O ócio, o cansaço e a guerra civil
Robert Louis Stevenson
(1850-1894) é o escritor britânico que produz novelas juvenis fascinantes e
também ensaios instigantes, como O elogio do ócio. “O que se chama
de ócio, que não consiste de não fazer nada, mas de fazer demais do que não
seja reconhecido nas descrições dogmáticas das classes dominantes, tem tanto
direito de mostrar sua importância quanto o próprio trabalho”. Vale para
aqueles românticos que “se recusam a entrar no páreo por dinheiro”. Logo,
“implica ao mesmo tempo uma ofensa e um desestímulo às pessoas que entram”. O
“americanismo” (a expressão já era utilizada) estigmatiza os que ousam rejeitar
as convencionais sociais e a submissão à mais-valia.
A história é cheia de
bukowskianos que pegam a estrada sem rumo e legam sonhos, sem platitudes de
autoajuda. As cartilhas motivacionais sobre o self-made man compensam
um Estado e um Deus ausentes. O status quo deixa os comuns à
mercê do oportunismo caça-níquel em jornais, programas rádio e televisão,
templos neopentecostais e intervenções de influencers em redes
sociais. Profetas periféricos anotam mensagens mais honestas e combativas nas
paredes, sem a intenção de lucrar.
Durante a ditadura
civil-militar, no campus universitário federal então no centro histórico de
Porto Alegre, jovens rebeldes reuniam-se num entroncamento viário batizado
“esquina maldita”. O local funcionava como respiradouro no ambiente de ar
rarefeito, dada a censura e a repressão dos órgãos de segurança estatais. O
ócio dos desajustados pregava o mau exemplo ao empurrar para o fim da fila as
aspirações de um emprego prestigioso, “das pessoas da sala de jantar”. Em
troca, crescia a adesão político-ideológica da juventude ao projeto de
sociabilidade criativa, pluralista, libertária.
- Crise da globalização
Byung-Chul Han,
em Sociedade do cansaço, afirma que cada época tem suas
enfermidades. O século XX foi uma época “imunológica” com uma divisão nítida
entre dentro e fora, o amigo e o inimigo. O modelo bacteriológico abate o que
parece estranho, apesar de não representar um perigo e não ter propósito
hostil. A ação purificadora envolve ataque e defesa, na dialética do gato e o
rato.
O século XXI traz a
forma “neuronal”: depressão, transtornos de déficit de atenção com síndrome de
hiperatividade, transtorno de personalidade limítrofe, síndrome de esgotamento
profissional. O cansaço é a resposta do corpo ao excesso de positividade (desempenho).

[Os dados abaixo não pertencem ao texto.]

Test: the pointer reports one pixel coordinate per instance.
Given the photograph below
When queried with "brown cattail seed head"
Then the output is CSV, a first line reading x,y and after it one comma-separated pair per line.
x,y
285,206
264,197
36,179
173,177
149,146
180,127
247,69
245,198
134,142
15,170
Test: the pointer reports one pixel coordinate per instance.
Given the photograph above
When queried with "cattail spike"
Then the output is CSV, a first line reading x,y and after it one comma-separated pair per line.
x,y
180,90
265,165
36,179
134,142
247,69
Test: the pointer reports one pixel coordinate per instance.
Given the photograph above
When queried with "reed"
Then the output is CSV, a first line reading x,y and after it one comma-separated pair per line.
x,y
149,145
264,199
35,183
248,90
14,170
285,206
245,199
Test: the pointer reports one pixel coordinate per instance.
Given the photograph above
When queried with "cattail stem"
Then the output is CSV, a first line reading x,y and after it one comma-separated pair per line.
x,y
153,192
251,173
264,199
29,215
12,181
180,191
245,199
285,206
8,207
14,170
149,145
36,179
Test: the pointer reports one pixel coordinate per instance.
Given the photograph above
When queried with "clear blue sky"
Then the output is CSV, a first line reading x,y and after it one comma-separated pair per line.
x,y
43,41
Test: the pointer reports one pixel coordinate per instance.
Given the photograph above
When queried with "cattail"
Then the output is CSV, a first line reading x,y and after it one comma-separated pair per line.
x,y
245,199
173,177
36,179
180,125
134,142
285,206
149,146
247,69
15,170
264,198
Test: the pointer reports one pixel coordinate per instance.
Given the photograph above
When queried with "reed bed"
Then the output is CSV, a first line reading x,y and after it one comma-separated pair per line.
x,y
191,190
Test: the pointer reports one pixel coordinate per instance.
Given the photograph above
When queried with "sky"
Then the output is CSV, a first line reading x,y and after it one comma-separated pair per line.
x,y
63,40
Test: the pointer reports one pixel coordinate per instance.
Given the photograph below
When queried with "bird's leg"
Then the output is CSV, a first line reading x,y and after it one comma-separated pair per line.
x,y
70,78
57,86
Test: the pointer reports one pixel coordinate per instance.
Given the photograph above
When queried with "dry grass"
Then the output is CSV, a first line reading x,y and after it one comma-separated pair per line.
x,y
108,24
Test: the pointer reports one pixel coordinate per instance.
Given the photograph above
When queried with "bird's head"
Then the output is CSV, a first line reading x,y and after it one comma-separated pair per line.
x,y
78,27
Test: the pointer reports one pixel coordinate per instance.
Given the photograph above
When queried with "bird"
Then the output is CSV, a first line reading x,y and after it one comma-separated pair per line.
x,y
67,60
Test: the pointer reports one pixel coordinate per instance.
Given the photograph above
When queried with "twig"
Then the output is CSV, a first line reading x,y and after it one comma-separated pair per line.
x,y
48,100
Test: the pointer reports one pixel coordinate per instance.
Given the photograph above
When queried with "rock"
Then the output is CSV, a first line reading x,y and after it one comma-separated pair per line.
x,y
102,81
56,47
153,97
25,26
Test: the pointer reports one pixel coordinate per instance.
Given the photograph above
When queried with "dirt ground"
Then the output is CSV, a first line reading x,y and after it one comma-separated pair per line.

Já a extrema direita é uma resposta à ocupação do organismo social pelo
modernismo, o feminismo, o antirracismo, os grupos LGBTQIA+ e os partidos
progressistas. O filósofo sul-coreano sabe que, se a globalização ativa um
processo para o intercâmbio transnacional, a polarização não termina com o fim
da Guerra Fria; diversifica os sintomas. “Passa e volta / a cada gole / uma
revolta”, diz o haikai de Paulo Leminski.
O nacionalismo
xenófobo contrapõe-se à Nova Ordem Mundial anunciada, com pompa, na década de
1980. Na Europa, o afã nacionalista mina a consolidação de uma união
continental. Nos Estados Unidos, o ardor nacionalista embute no slogan America
first a restrição ao globalismo comercial ou guerreiro. No Brasil, o
bloco nacionalista desfila a viralatice no carnaval lesa-pátria. No hemisfério
Norte e Sul, o autoritarismo ameaça a democracia, empregos formais e incrementa
as iniquidades e as injustiças. O capitalismo não ronda as relações sociais;
canibaliza-as. Não obstante, o cansaço que advém das promessas esquecidas evoca
mudanças, no horizonte. Não está morto quem peleia.
- Caminhando descalço
O cansaço que recusa a
lógica do labor produtivista é, em simultâneo, um convite ao lúdico onde as
coisas perdem a decisibilidade e sua urgência. O fastio desperta “a vontade de
caminhar com pés descalços na areia”, conforme o octagenário Jorge Luis Borges
ao comentar do que se arrependia de não haver aproveitado mais, na longeva
vida. A pertença, o parentesco, tudo se esvai no cansaço o qual lembra o Sabah que
significa “parar”. Em especial, o lapso remete às atividades artísticas e
culturais que não buscam metas burocráticas, senão aproveitar as brechas
sistêmicas para refazer os hábitos em uma jornada do desejo e do valor de uso –
sem os algoritmos mercadistas da Big Tech.
“Deus existe mesmo
quando não há; mas o demônio não precisa de existir para haver”, decreta
Riobaldo, em Grande sertão: Veredas. O cansaço é a oportunidade
para superar o produtivismo, torcer no estádio, aplaudir o músico no parque,
celebrar os espaços verdes, andar de mãos dadas, admirar o pôr do sol, abraçar
os camaradas, imaginar a estrela no céu, vencer a rotina demoníaca.
Os indivíduos
necessitam de energia social e organização política para o combate de classe,
gênero e raça ao gran capitalismo que arranca a dignidade do
ser humano, substitui-a por cifras de mercado e torna o cotidiano uma prosaica
loja de conveniências. A crescente positividade acolhe inovações tecnológicas,
terceirizações e inempregabilidades. A economia compartilhada converte cada um
em vendedor, à espreita de clientes. Não conduz à resiliência política; destrói
a condição humana na engrenagem que consome os consumidores na dinâmica
inclemente da acumulação e coisificação.
- Culpa de professores
Michel Maffesoli,
em Apocalipse: Opinião pública e opinião publicada, entende que há
em curso o encerramento de um ciclo. Uma “revolução”, na acepção etimológica
de revolvere eterno retorno em um círculo. O sociólogo francês
acusa o pensamento crítico de “tentar frear a inelutável circulação das
elites”, ao convocar alternativas à marcha insensata da humanidade. Incrimina,
pois, os scholars pela “guerra civil latente em nossa época”.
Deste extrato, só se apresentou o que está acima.